Antigamente, o Antigo Testamento era nossa única rota para entender a Idade do Bronze e a Idade do Ferro. Mas agora, temos dezenas de milhares de tábuas de argila de uma ampla gama de civilizações que abrangem dois milênios e meio. Vamos subir à altitude de cruzeiro e fazer algumas declarações gerais sobre essas toneladas e toneladas de tábuas de argila. Os primeiros documentos escritos que temos — os da década de 2000 a.C., da terra da Suméria — não estão cheios de sonetos, histórias de amor ou contos curtos. As primeiras tábuas cuneiformes não são romances, nem obras de filosofia, nem história. Os primeiros textos da história humana são registros comerciais. São registros de ofertas de sacrifícios e listas de coisas, criados em uma escrita que os estudiosos chamam de “protocuneiforme”. As tábuas escritas em protocuneiforme, cerca de 5.000 em número, foram encontradas predominantemente em Uruk. 85% delas são econômicas e 15% delas listas lexicais (significando grupos de palavras de categoria, como coisas que são azuis, coisas que cheiram bem, etc.). Essas listas lexicais eram geralmente produtos de escolas de escribas – arqueólogos descobriram alguns lugares onde escribas eram treinados copiando passagens e listas lexicais. Então, os registros mais antigos da escrita humana não contêm nenhum Hamlets ou Jane Eyres. Eles são apenas registros sintaticamente não padronizados, geralmente pictográficos, de gado, alimentos, louças e tecidos sendo vendidos ou doados a um templo ou a um indivíduo privado.
Então, as origens da escrita, até onde podemos dizer, eram práticas, e não artísticas.
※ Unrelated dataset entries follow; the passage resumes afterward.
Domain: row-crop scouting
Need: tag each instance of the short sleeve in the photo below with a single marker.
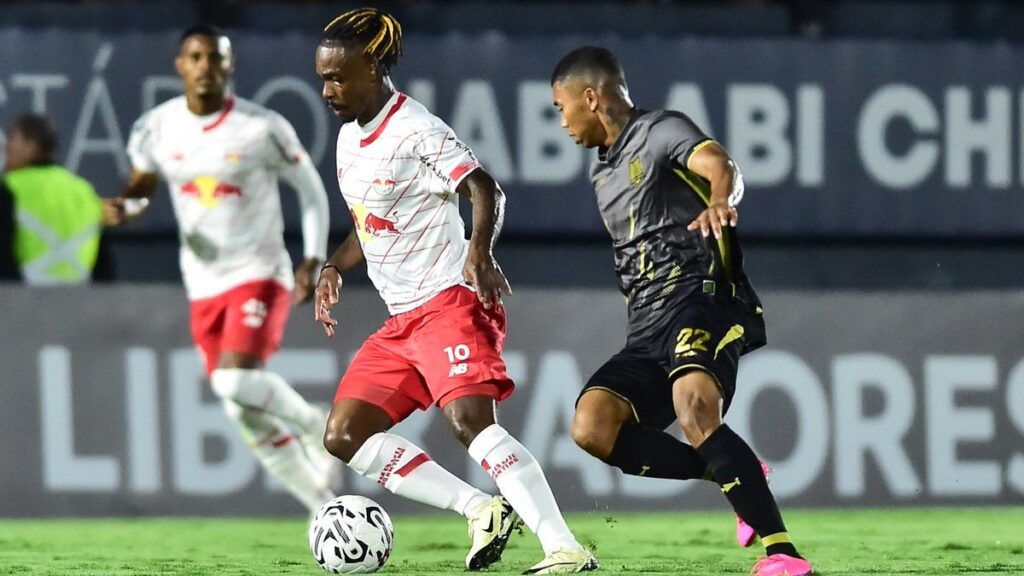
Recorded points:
(445, 156)
(140, 144)
(678, 136)
(284, 146)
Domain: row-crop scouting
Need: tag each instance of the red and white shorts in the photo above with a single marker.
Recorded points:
(248, 319)
(446, 348)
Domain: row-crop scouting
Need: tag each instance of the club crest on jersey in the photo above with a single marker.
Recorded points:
(370, 225)
(636, 171)
(209, 191)
(384, 181)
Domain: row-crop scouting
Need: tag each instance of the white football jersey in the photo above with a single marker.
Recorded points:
(398, 175)
(222, 173)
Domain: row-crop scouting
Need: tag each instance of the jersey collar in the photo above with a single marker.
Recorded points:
(371, 130)
(603, 154)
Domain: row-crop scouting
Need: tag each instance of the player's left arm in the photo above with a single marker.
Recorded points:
(712, 162)
(298, 170)
(481, 270)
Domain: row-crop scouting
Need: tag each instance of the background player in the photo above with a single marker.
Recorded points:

Se você precisasse provar que deu a um sujeito dez ovelhas, e não cinco, e que ele havia enrolado seu selo de argila pessoal em forma de tubo de batom no acordo, e você havia enrolado o seu, agora você tinha um jeito. A escrita era uma tecnologia que se tornou necessária quando grupos maiores começaram a se reunir, e a circulação de bens se tornou suficientemente complexa para necessitar da criação de registros. Não é realmente uma história de origem romântica, mas felizmente, é bem fácil de entender.
O que as tábuas de Uruk — as primeiras tábuas protocuneiformes — não têm em variedade ou verve literária, no entanto, elas compensam com outra qualidade. Nas tábuas de Uruk, você pode ver a escrita nascendo. Você pode ver pictogramas se tornando padrão. Você pode ver antigos registradores enxertando pictogramas juntos para fazer sons compostos que capturam os nomes das pessoas, e então os pictogramas se tornando menos específicos visualmente e se transformando em logogramas, símbolos abstratos que representam palavras. Nas tábuas de argila mais antigas, há uma racionalidade e criatividade humanas essenciais em ação – uma tentativa de criar uma estrutura lógica generalizável que a mais ampla variedade possível de leitores possa entender. O crescimento e a diversificação da escrita cuneiforme, durante os anos 2000 a.C., foram como os das linguagens de programação em nossa própria era – a tábua de argila, como o computador, é um veículo que captura linguagens e inovações dentro dessas linguagens, todas, em última análise, com o objetivo de transmitir informações.